Нобл, свирепо вращая глазами, сильней зажал сестре рот. Сван отчаянно брыкалась и рычала.

– Цыц, я сказал! – Нобл потащил сестру к полосе кустов и колючек между выгоном и островком леса.

Бэнвилл перевернулся на живот и пополз к ним по Минному Полю. Возле кустов Нобл понял: не так все просто. Надо выпустить Сван, а это все равно что выпустить дикую кошку.

Он сказал с расстановкой:

– Сван, сейчас я тебя отпущу.

– Рукипрочьотменяуродвонючий! – промычала Сван и так его куснула, что Нобл отдернул руку и взглянул, нет ли крови.

Доля секунды и нужна была Сван. Она двинула Нобла локтем в живот, и он согнулся пополам, хватая воздух.

– Черт, Сван… – простонал он.

Сван молотила брата кулаками, Нобл сжался в комок под ее натиском. Он знал пару индейских штучек – скажем, «превращение в дерево». Дерево сколько ни колоти, ему хоть бы что, с места не сдвинешь. Это Бэнвилл научил – то ли где-то вычитал, то ли сам придумал. Да неважно – главное, помогает.

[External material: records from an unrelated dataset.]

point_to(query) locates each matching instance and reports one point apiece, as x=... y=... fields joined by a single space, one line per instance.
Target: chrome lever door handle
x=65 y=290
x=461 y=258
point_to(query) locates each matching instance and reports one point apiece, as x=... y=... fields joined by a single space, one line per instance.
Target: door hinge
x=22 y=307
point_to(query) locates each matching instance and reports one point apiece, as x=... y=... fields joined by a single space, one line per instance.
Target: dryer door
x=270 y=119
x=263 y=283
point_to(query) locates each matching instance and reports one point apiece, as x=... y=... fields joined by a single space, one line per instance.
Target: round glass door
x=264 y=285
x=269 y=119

Сван выводило из себя, когда Нобл «превращался в дерево». Ей этот трюк не давался (она-то не станет стоять столбом, когда бьют), да и как драться, если не дают сдачи? Тогда чувствуешь, что проиграл, даже если берешь верх. Сван, чтобы с честью выйти из драки, напоследок двинула Нобла в деревянное плечо и облизнула саднящий кулак.

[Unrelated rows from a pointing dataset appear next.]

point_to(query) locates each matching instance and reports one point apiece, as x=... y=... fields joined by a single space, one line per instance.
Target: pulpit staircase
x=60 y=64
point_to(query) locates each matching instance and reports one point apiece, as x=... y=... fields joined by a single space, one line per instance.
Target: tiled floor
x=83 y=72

– Я победила, – объявила она.

– Ладно. – Нобл расслабился. – Победила так победила. Теперь молчи и иди за мной.


Сидя под деревом, Джон Мозес чистил свое ружье и беседовал с Богом.

– И вот еще что, – говорил он. – Не верю я, будто Красное море расступилось и люди прошли посуху.

Если учесть, что Джон был безбожником, к Богу он обращался слишком уж часто. Слышал ли Бог, остается гадать. Произносил Джон свои речи обычно в пьяном виде и вещи говорил нелестные. На Бога он таил злобу давно, с тех пор, как Уолтер напоролся на лезвие пилы на лесопилке Фергюсона.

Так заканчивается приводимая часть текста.